Existen pocos días en los que la sorpresa no se hace presente en alguna persona o lugar más o menos próximo. Imprevistos de distinto cariz y calibre, más o menos graves, que lógicamente nos pillan desprevenidos y que bien podríamos calificar como aquello que el futuro esconde.
Nosotros los humanos, tenemos montada la existencia como una continuidad de hechos y comportamientos. Diseñamos el futuro como una prolongación del presente y este mismo como herencia del pasado, todo ello consecuencia de haber sido educados para vivir en una sociedad sin sobresaltos, con las necesidades cubiertas cuanto menos a corto plazo. Esta filosofía calculadora y controladora de la vida nos hace por ello demasiado vulnerables a esos hechos inesperados pues suponen una desviación al plan que teníamos preestablecido. Y es que la vida, aquella que aún nos queda por vivir, tiene diseñado uno propio y desconocido que siempre se acaba imponiendo. Es la doble línea vital que traza por un lado lo que nosotros deseamos y a veces conseguimos y aquella que el futuro nos tiene preparado de la que ignoramos, tanto el recorrido como su duración, una línea que al fin y a la postre conduce a nuestro final, siempre.

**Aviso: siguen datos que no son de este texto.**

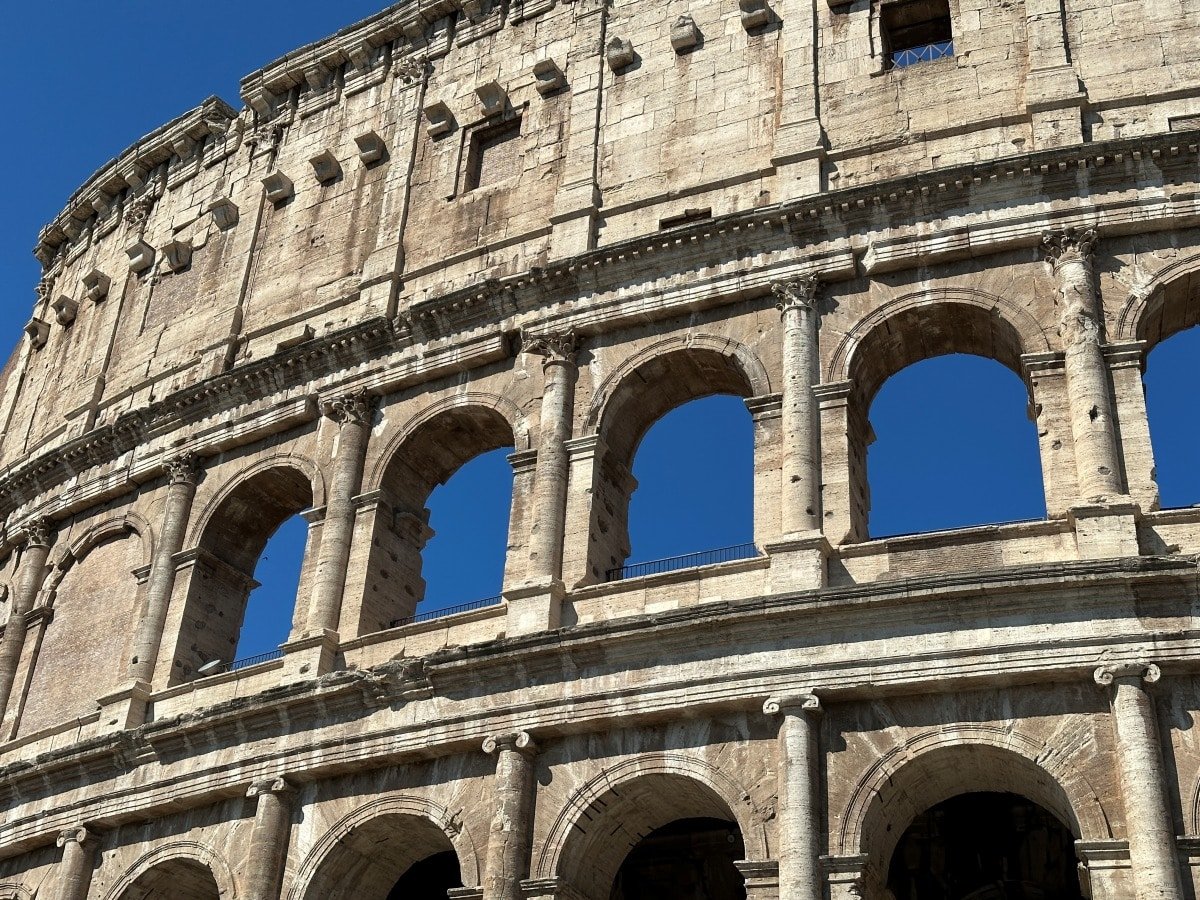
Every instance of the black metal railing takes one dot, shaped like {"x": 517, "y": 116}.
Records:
{"x": 445, "y": 611}
{"x": 689, "y": 561}
{"x": 247, "y": 661}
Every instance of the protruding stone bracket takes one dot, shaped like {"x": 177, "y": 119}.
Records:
{"x": 492, "y": 99}
{"x": 439, "y": 118}
{"x": 225, "y": 213}
{"x": 371, "y": 148}
{"x": 684, "y": 34}
{"x": 755, "y": 13}
{"x": 279, "y": 187}
{"x": 177, "y": 255}
{"x": 619, "y": 53}
{"x": 547, "y": 77}
{"x": 37, "y": 333}
{"x": 96, "y": 285}
{"x": 325, "y": 167}
{"x": 65, "y": 310}
{"x": 141, "y": 256}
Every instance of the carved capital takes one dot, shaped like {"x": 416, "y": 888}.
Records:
{"x": 79, "y": 834}
{"x": 40, "y": 532}
{"x": 519, "y": 741}
{"x": 803, "y": 702}
{"x": 1068, "y": 245}
{"x": 183, "y": 469}
{"x": 798, "y": 293}
{"x": 353, "y": 408}
{"x": 555, "y": 348}
{"x": 1147, "y": 672}
{"x": 277, "y": 785}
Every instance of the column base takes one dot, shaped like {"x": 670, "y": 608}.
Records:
{"x": 1105, "y": 531}
{"x": 310, "y": 657}
{"x": 798, "y": 562}
{"x": 124, "y": 708}
{"x": 534, "y": 607}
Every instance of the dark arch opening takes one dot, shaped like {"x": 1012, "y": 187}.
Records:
{"x": 228, "y": 553}
{"x": 685, "y": 859}
{"x": 954, "y": 447}
{"x": 695, "y": 481}
{"x": 174, "y": 880}
{"x": 985, "y": 846}
{"x": 1170, "y": 379}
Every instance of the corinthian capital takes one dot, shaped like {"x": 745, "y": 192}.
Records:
{"x": 353, "y": 408}
{"x": 798, "y": 293}
{"x": 1068, "y": 245}
{"x": 553, "y": 347}
{"x": 183, "y": 469}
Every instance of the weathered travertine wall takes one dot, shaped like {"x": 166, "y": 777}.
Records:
{"x": 466, "y": 226}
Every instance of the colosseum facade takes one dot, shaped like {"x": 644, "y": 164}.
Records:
{"x": 468, "y": 225}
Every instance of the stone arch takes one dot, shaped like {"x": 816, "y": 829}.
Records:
{"x": 681, "y": 783}
{"x": 1162, "y": 306}
{"x": 190, "y": 853}
{"x": 919, "y": 773}
{"x": 996, "y": 328}
{"x": 307, "y": 883}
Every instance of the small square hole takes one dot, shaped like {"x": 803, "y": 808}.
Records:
{"x": 916, "y": 31}
{"x": 495, "y": 154}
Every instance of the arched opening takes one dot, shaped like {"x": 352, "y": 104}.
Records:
{"x": 471, "y": 442}
{"x": 387, "y": 858}
{"x": 229, "y": 550}
{"x": 685, "y": 859}
{"x": 985, "y": 846}
{"x": 909, "y": 337}
{"x": 1170, "y": 379}
{"x": 645, "y": 396}
{"x": 655, "y": 835}
{"x": 174, "y": 880}
{"x": 954, "y": 447}
{"x": 689, "y": 502}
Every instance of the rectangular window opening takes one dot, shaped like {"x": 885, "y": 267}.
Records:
{"x": 495, "y": 154}
{"x": 916, "y": 31}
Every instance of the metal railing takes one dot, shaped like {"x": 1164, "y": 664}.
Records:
{"x": 689, "y": 561}
{"x": 900, "y": 59}
{"x": 247, "y": 661}
{"x": 445, "y": 611}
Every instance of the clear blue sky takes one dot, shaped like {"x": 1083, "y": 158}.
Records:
{"x": 953, "y": 444}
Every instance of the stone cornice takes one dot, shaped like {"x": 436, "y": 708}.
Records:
{"x": 129, "y": 169}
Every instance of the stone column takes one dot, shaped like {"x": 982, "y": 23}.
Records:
{"x": 183, "y": 474}
{"x": 352, "y": 413}
{"x": 1092, "y": 420}
{"x": 509, "y": 838}
{"x": 799, "y": 808}
{"x": 801, "y": 498}
{"x": 551, "y": 469}
{"x": 29, "y": 581}
{"x": 1149, "y": 820}
{"x": 75, "y": 869}
{"x": 269, "y": 839}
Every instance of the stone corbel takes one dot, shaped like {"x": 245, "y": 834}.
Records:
{"x": 325, "y": 167}
{"x": 492, "y": 99}
{"x": 37, "y": 333}
{"x": 141, "y": 256}
{"x": 177, "y": 255}
{"x": 279, "y": 187}
{"x": 223, "y": 211}
{"x": 371, "y": 148}
{"x": 618, "y": 53}
{"x": 65, "y": 310}
{"x": 96, "y": 285}
{"x": 439, "y": 118}
{"x": 547, "y": 77}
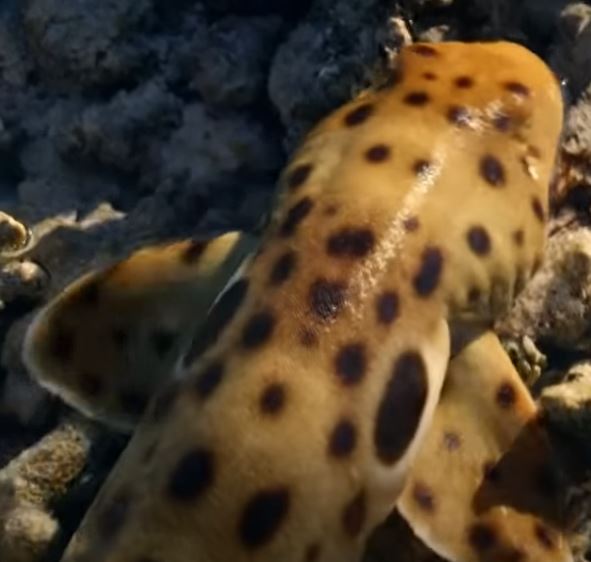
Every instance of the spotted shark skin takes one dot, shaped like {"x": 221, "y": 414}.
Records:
{"x": 109, "y": 340}
{"x": 408, "y": 216}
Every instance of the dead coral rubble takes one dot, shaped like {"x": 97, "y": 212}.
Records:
{"x": 128, "y": 122}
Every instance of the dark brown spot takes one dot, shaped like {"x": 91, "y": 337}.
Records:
{"x": 351, "y": 363}
{"x": 401, "y": 407}
{"x": 491, "y": 472}
{"x": 209, "y": 379}
{"x": 308, "y": 337}
{"x": 459, "y": 115}
{"x": 506, "y": 395}
{"x": 481, "y": 537}
{"x": 89, "y": 294}
{"x": 331, "y": 210}
{"x": 263, "y": 515}
{"x": 343, "y": 439}
{"x": 422, "y": 167}
{"x": 133, "y": 402}
{"x": 120, "y": 337}
{"x": 377, "y": 153}
{"x": 479, "y": 240}
{"x": 61, "y": 343}
{"x": 295, "y": 216}
{"x": 283, "y": 268}
{"x": 492, "y": 171}
{"x": 423, "y": 496}
{"x": 272, "y": 399}
{"x": 162, "y": 341}
{"x": 429, "y": 273}
{"x": 193, "y": 251}
{"x": 313, "y": 552}
{"x": 518, "y": 237}
{"x": 544, "y": 536}
{"x": 464, "y": 82}
{"x": 192, "y": 475}
{"x": 387, "y": 307}
{"x": 221, "y": 314}
{"x": 350, "y": 242}
{"x": 354, "y": 514}
{"x": 451, "y": 440}
{"x": 359, "y": 115}
{"x": 417, "y": 99}
{"x": 538, "y": 209}
{"x": 424, "y": 50}
{"x": 258, "y": 329}
{"x": 547, "y": 481}
{"x": 326, "y": 298}
{"x": 112, "y": 518}
{"x": 298, "y": 176}
{"x": 502, "y": 122}
{"x": 91, "y": 384}
{"x": 517, "y": 88}
{"x": 411, "y": 224}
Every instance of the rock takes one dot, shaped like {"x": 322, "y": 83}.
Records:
{"x": 31, "y": 483}
{"x": 329, "y": 57}
{"x": 22, "y": 279}
{"x": 570, "y": 54}
{"x": 232, "y": 63}
{"x": 555, "y": 307}
{"x": 120, "y": 133}
{"x": 88, "y": 42}
{"x": 210, "y": 144}
{"x": 15, "y": 64}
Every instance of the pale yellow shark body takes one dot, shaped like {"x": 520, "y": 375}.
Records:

La enfermedad aparece en nuestras mesas cual comensal que no ha sido invitado. Supone, además de un contratiempo personal, un golpe a la apuesta por la ciencia y el progreso, un progreso que conlleva en muchas ocasiones lograr vencer las derivas naturales a base de talento e ingenio.
Un entusiasmo legítimo y necesario que sin embargo hace olvidar a veces el hecho de formar parte de una naturaleza de la que no podemos huir y de la que somos completamente dependientes. Los científicos avanzan en sus descubrimientos pero esa naturaleza se muestra con demasiada frecuencia igual de primitiva recordando que es ella la que en definitiva hace y deshace nuestros sueños.